Rachel Mahan of Richmond, Va., filed suit in the Philadelphia County Court of Common Pleas on Oct. 26 versus Urban Outfitters, Inc., of Philadelphia.
“Defendant employed plaintiff as a Department Manager (“DM”) from approximately February 2011 to July 2013 at one of defendant’s stores located in Aventura, Fla. Plaintiff regularly worked in excess of forty (40) hours per workweek, without receiving wages from the defendant for all hours worked, as well as for overtime compensation required by federal law,” the complaint reads.
Mahan says in the course of her duties, she was often scheduled to work in excess of 40 hours per week, with an average workweek consisting of 48 to 50 hours, and sometimes 55 hours. Mahan explains her primary duties were manual in nature and specifically included “manual work such as, for example, cleaning the store, folding clothes, building displays, and unloading freight” – and did not include “hiring, firing, disciplining, supervising, or exercising meaningful independent judgment and discretion.”
“Pursuant to its centralized, company-wide policy, pattern and/or practice, defendant classified plaintiff and all DMs as exempt from coverage of the overtime provisions of the FLSA,” according to the suit.
Mahan’s litigation argues the aforementioned misclassification of her and DM contemporaries as exempt from the overtime requirements of the FLSA and failing to pay overtime wages for hours worked in excess of 40 hours per workweek, constitutes willful violation of that act.

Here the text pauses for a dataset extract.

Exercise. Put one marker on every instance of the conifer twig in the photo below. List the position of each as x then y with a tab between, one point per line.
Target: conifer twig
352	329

For violation of the FLSA, the plaintiff is seeking: Unpaid overtime compensation; An additional and equal amount as liquidated damages; A declaratory judgment that the practices complained of herein are unlawful under the FLSA; An award of unpaid wages for all hours worked in excess of forty (40) hours in a workweek at a rate of one and one-half times the regular rate of pay due under the FLSA; An award of liquidated and/or punitive damages as a result of defendant’s willful failure to pay for all hours worked in excess of forty (40) hours in a workweek at a rate of time and one-half of the regular rate of pay pursuant to 29 U.S.C. Section 216; An award of damages representing the employer’s share of FICA, FUTA, state unemployment insurance, and any other required employment taxes; An award of prejudgment and post-judgment interest; An award of costs and expenses of this action, plus such other and further relief as the Court deems just and proper, in addition to a trial by jury.
The plaintiff is represented by R. Andrew Santillo, Peter Winebrake and Mark J. Gottesfeld of Winebrake & Santillo, in Dresher.
Additional counsel listed in the complaint are: Marc S. Hepworth, Charles Gershbaum, David A. Roth and Rebecca S. Predovan of Hepworth, Gershbaum & Roth in New York City; Justin M. Swartz, Ossai Miazad and Michael J. Scimone of Outten & Golden in New York, City; Seth R. Lesser, Fran L. Rudich, Michael H. Reed and Christopher Timmel in Rye Brook, N.Y.; plus Gregg I. Shavitz and Alan L. Quiles of Shavitz Law Group, in Boca Raton, Fla.